At Home: Many people keep their homes quiet on Good Friday with limited computer radio, and television use, and engage in little or no activity outside of the home. While some see Good Friday as a day of fasting, others observe the day with only a partial fast which includes avoiding meat.
Traditionally, a Good Friday breakfast consists of hot cross buns – spiced rolls that are rounded in shape and have a cross indented on the top. According to Christian lore, the custom originated at St. Alban’s Abbey in 1361, when one of the monks baked them as Good Friday gifts for the poor.
2 c. scalded milk
1 c. butter
1 c. sugar
2 cakes yeast, dissolved in 1/3 c. lukewarm water
8 c. flour
1 tsp. salt
1 1/2 c. raisins
1 tsp. cinnamon or nutmeg
Pour scalded milk over butter and sugar, stirring to dissolve. Cool to lukewarm. Add the yeast mixture and eggs. Mix well. Gradually add the flour and salt, reserving a small amount of flour to dust raisins. Add spice and floured raisins to the dough and knead in thoroughly. Place in buttered bowl, cover and let rise until doubled. Punch the dough down and turn it out onto a floured board. Shape dough into 30 buns and place on buttered cookie sheets.

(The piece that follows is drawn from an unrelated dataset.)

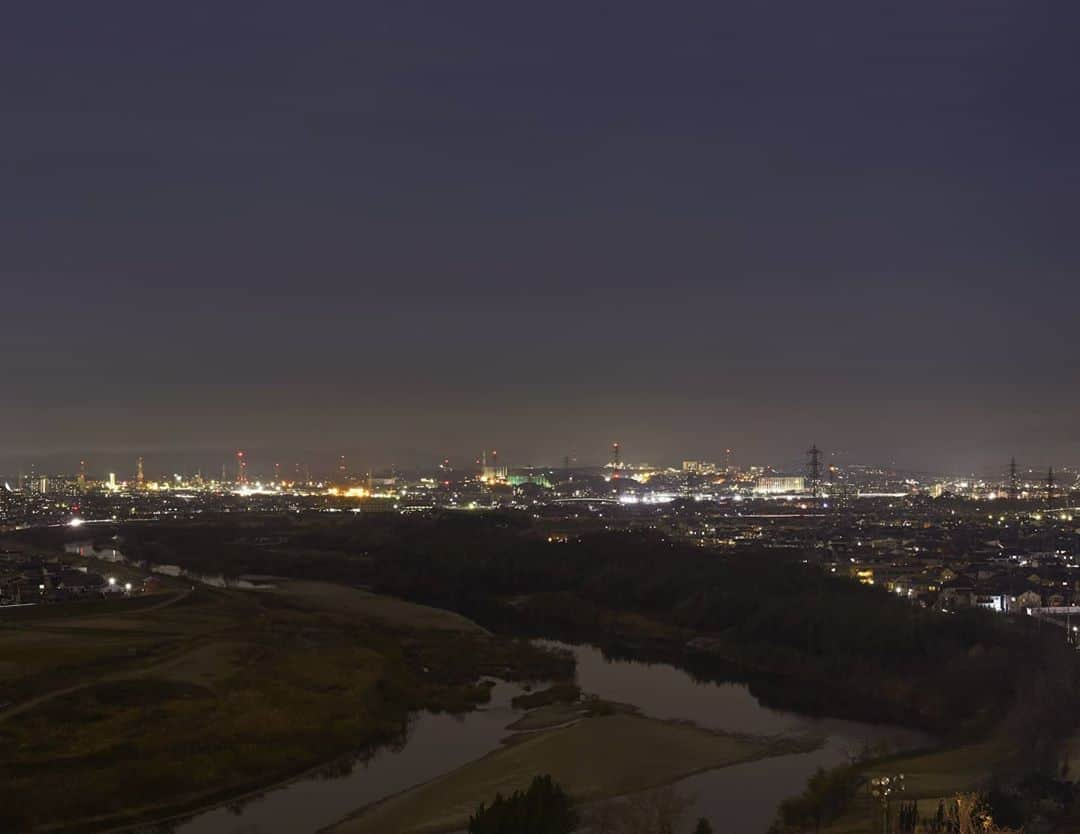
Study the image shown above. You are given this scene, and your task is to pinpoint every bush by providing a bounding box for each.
[469,775,578,834]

Cover and let rise 30 minutes, then very carefully press the shape of a cross into each bun, using a spatula or the back of a knife. Bake in a 375 degree oven for 10 minutes. Reduce heat to 350 degrees and continue baking until buns are browned, about 10 to 15 minutes longer.
1 tsp. lemon juice, vanilla or almond extract
Beat egg white until stiff, adding confectioners’ sugar until mixture is thick. Add flavoring. If frosting is to thin, add more confectioners’ sugar.
Fill the bun crosses with the frosting.